2027 : et si nous sélectionnions exactement les mauvaises qualités ?
Dans quelques mois, nous élirons un président de la République.
Nous lui demanderons de gouverner tous les Français, de tenir ensemble des intérêts contradictoires, de décider dans l’incertitude et d’affronter des crises que personne ne peut aujourd’hui prévoir.
Mais avant cela, il faudra gagner une campagne.
Et c’est là que quelque chose me trouble.
Pour gagner, un candidat doit se distinguer. Pour gouverner, il devra relier. Pour mobiliser son camp, il doit montrer ce qui le sépare des autres. Une fois élu, il devra pourtant travailler avec ceux qui ne pensent pas comme lui.
Nous allons donc sélectionner par la compétition celui ou celle dont nous attendrons ensuite qu’il dépasse la compétition.
Ce paradoxe serait déjà intéressant en temps normal. Il devient préoccupant à l’approche de 2027.
Le Centre de recherches politiques de Sciences Po (CEVIPOF) décrit une campagne qui s’ouvre dans un environnement informationnel saturé où les citoyens rencontrent des difficultés croissantes pour trier, hiérarchiser et interpréter les informations politiques. Parallèlement, la fragmentation du paysage politique rend plausible qu’un prochain président ne dispose pas automatiquement d’une majorité absolue et doive précisément rechercher les compromis que la campagne rend si difficiles à valoriser.
Nous parlons beaucoup de la disparition des « hommes d’État ».
Mais qu’entendons-nous réellement par-là ? Pas un personnage providentiel.
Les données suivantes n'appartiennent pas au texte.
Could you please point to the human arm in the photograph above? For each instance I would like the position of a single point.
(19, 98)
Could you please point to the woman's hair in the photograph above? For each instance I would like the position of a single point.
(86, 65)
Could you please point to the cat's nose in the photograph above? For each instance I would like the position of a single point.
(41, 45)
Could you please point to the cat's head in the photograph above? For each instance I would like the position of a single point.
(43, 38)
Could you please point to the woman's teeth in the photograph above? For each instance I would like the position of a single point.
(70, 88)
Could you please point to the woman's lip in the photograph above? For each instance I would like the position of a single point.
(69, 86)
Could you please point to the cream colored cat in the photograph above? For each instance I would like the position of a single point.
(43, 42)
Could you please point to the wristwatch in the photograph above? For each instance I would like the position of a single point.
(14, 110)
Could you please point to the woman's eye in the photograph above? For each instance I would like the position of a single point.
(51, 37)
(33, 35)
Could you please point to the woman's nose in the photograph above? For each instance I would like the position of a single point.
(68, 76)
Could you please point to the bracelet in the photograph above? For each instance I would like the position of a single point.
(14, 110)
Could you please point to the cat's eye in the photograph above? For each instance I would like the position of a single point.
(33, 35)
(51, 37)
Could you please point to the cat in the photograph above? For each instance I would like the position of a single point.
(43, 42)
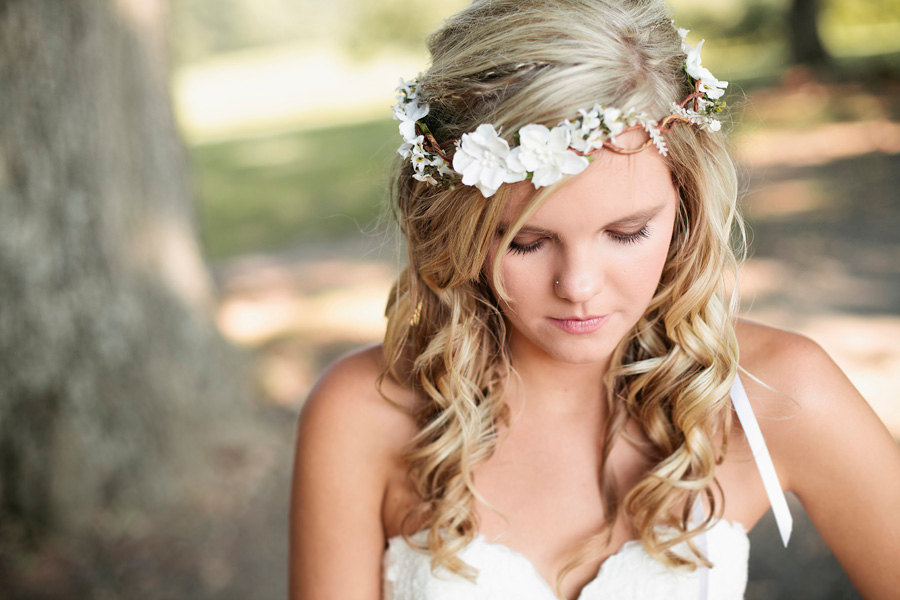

Pas un dirigeant sans convictions. Encore moins la nostalgie d’un passé politique idéalisé. Peut-être simplement quelqu’un capable de décider depuis un endroit plus large que son propre camp.
Quelqu’un capable de dire : « Mon adversaire a raison sur ce point. »
Quelqu’un capable de reconnaître qu’une politique économique possède des conséquences sociales et qu’une politique sociale doit trouver les conditions économiques de sa pérennité.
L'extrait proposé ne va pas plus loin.